A creek-boat for has one main function. To get you down the steepest and gnarliest rapids in existence. They have thick hulls to take huge impacts. They have strong front and rear pillars with step out functionality to enable escape from pin situations and to resist hull collapse in an entrapment. They have much forgiving edges, sometimes hardly any, to allow the hull to slide over rocks on shallow runs easily. They have lots of volume to keep the boat floating high on such runs, and also to allow lots of gear to be stowed in the front and back during expedition runs. They are designed for rivers where getting down to the end successfully is literally life or death.
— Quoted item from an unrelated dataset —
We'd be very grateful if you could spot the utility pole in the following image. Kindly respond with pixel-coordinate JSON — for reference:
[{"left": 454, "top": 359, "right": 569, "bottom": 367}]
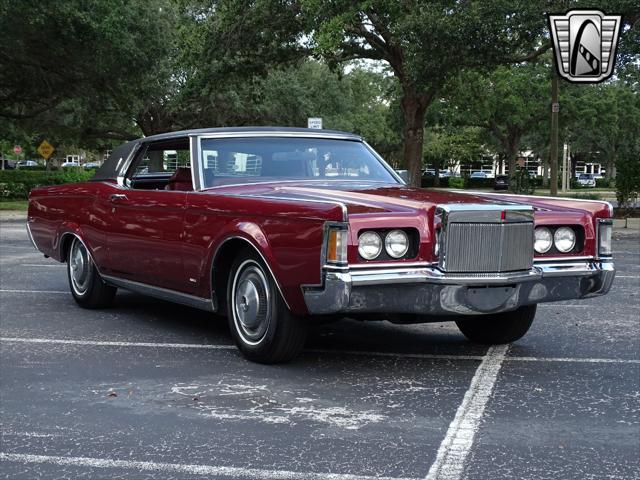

In short, they are big, heavy, and designed for the ultimate in abuse and hard white water. They are not on the other hand designed for a Sunday bimble down the local class 2 or 3. That’s not to say that you can’t take such a boat down such a run, many people do, but I’d argue that it’s not much fun. You wouldn’t take a Land Rover Defender onto Brands Hatch and claim that it’s a load of fun, would you? Maybe you would. But then that would make you very odd indeed.

Of course it goes without saying that some paddlers just want a safe boat that makes them feel confident, and that will absolutely minimise any chance of them going upside down. Some paddlers make it their life mission to avoid going upside down, ever.

Again, this is fine, and valid. But bear in mind that you won’t learn or progress as much or as easily. There’s a reason why people who paddle lower volume, edgier boats are generally better paddlers in the long run. They have had to hone their skills much more finely.

Those nice forgiving edges won’t give you as much solid feedback on lower grades to allow you to truly learn them for instance, nor will you learn anything useful about boat trim. You will get so far, and then hit a learning wall, especially if you stay on grade 2/3. Is grade 4-5 where you want to be making mistakes while learning your boat control properly? Didn’t think so.

New boat time

I recently sold my Veloc. One reason was that for an all out creek-boat it was a bit small for me. But for non creek-boating duties on lower grades I found myself wanting something a bit more fun. At the same time I didn’t want to be restricted too much if anyone wanted to run something a bit harder.

In an ideal world three boats is the magic number. A playboat, a playful river runner, and a creek-boat bathtub. But this isn’t an ideal world, and I don’t have room for three boats any more.

The solution for me has presented itself in the form of a Pyranha Ripper. It’s a boat that allows playing on even the lowest grades, yet it can be taken onto very hard white water without issue. It has high performance edges, taken from the 9R, that give solid feedback and epic carving on a wave. It can be tail pirouetted due to the low volume stern, which also opens up stern dip turns and direction changes, as well as some pretty dynamic on edge boof style. It’s a very fast boat, which is great for attainments, and surfs like crazy.

It’s got a load of foot room, too. In short it’s a boat that will make river running fun, giving me back much of what I miss from my slalom boat, but not holding me back on slightly harder grades either. It’s a boat that will teach me a number of things, and one that I can spend time getting to know, learning its secrets.

If you choose a boat based upon how it will stop you capsizing, then as far as learning goes, it is like reading a textbook with most of the pages missing.